Nidderdale AONB has said it has not had any indication ash dieback has affected its trees.
There have been 10 cases of the disease reported in Yorkshire but the AONB has said it does not see a reason to be overly concerned.
Ash dieback has been reported in over 150 locations in the UK and causes leaf dieback in affected trees possibly leading to tree death.
Spokeswoman for Nidderdale AONB, Kelly Harmer said: “There is still different information coming in with relation to the ash dieback from the forestry commission and other groups.
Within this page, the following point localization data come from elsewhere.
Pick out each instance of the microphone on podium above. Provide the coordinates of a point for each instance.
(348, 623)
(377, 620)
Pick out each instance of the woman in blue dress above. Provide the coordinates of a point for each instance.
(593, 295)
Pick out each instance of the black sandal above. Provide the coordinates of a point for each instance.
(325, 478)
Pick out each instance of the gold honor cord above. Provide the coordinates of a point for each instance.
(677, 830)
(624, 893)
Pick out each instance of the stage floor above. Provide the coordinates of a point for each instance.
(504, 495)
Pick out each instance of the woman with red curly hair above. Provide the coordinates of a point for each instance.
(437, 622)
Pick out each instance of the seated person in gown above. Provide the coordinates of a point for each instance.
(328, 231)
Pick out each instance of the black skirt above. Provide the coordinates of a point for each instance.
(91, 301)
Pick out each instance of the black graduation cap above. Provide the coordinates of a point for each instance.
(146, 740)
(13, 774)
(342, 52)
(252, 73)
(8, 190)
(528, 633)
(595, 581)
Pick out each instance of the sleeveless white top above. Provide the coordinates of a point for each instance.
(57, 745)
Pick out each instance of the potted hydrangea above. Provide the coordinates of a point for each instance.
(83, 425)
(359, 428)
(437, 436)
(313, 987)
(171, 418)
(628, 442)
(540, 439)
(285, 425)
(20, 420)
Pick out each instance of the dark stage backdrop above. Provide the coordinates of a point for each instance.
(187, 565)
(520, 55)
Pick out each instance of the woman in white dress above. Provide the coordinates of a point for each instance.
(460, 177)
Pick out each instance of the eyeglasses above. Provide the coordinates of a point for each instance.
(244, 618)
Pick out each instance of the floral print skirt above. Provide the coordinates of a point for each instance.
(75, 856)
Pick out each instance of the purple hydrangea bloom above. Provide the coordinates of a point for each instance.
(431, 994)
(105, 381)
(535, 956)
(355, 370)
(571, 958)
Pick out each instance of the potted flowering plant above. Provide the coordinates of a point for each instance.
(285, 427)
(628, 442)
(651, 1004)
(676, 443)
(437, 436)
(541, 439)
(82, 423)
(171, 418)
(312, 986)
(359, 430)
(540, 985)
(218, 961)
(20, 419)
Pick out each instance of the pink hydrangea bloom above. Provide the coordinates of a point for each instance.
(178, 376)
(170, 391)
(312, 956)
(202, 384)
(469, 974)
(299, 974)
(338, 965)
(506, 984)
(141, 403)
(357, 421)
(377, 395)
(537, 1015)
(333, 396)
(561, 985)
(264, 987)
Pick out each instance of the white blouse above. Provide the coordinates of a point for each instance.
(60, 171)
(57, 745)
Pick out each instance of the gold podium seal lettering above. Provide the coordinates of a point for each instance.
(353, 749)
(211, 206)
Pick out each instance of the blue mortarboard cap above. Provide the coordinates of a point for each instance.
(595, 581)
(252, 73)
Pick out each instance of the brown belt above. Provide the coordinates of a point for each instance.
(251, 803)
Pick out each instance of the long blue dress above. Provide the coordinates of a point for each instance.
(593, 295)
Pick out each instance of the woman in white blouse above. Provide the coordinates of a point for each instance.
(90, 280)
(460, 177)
“Given that it is almost winter and leaves have already dropped it is unlikely that the infected trees are still sporulating.”
The Forestry Commission has been carrying out surveys in the Nidderdale area and has yet to find any indication of the disease which can kill ash trees.
Kelly Harmer said: “As the ash tree is a native tree to the UK, it has more genetic variation which makes it more robust to diseases.”
Nidderdale AONB said it is taking into account literature published by the Botanical Society of the British Isles which states: “On the face of it, it seems unlikely that Chalara fraxinea will decimate wild populations of ash in Britain.
“It is most likely to infect a proportion of saplings, simply forcing natural selection of the surviving, disease-tolerant varieties.
“British ash trees already tolerate at least 100 other pests and diseases, so one more is not likely to make a big difference.”
Ms Harmer however said: “We are still working to keep people aware of the situation so people can still keep a check on things.”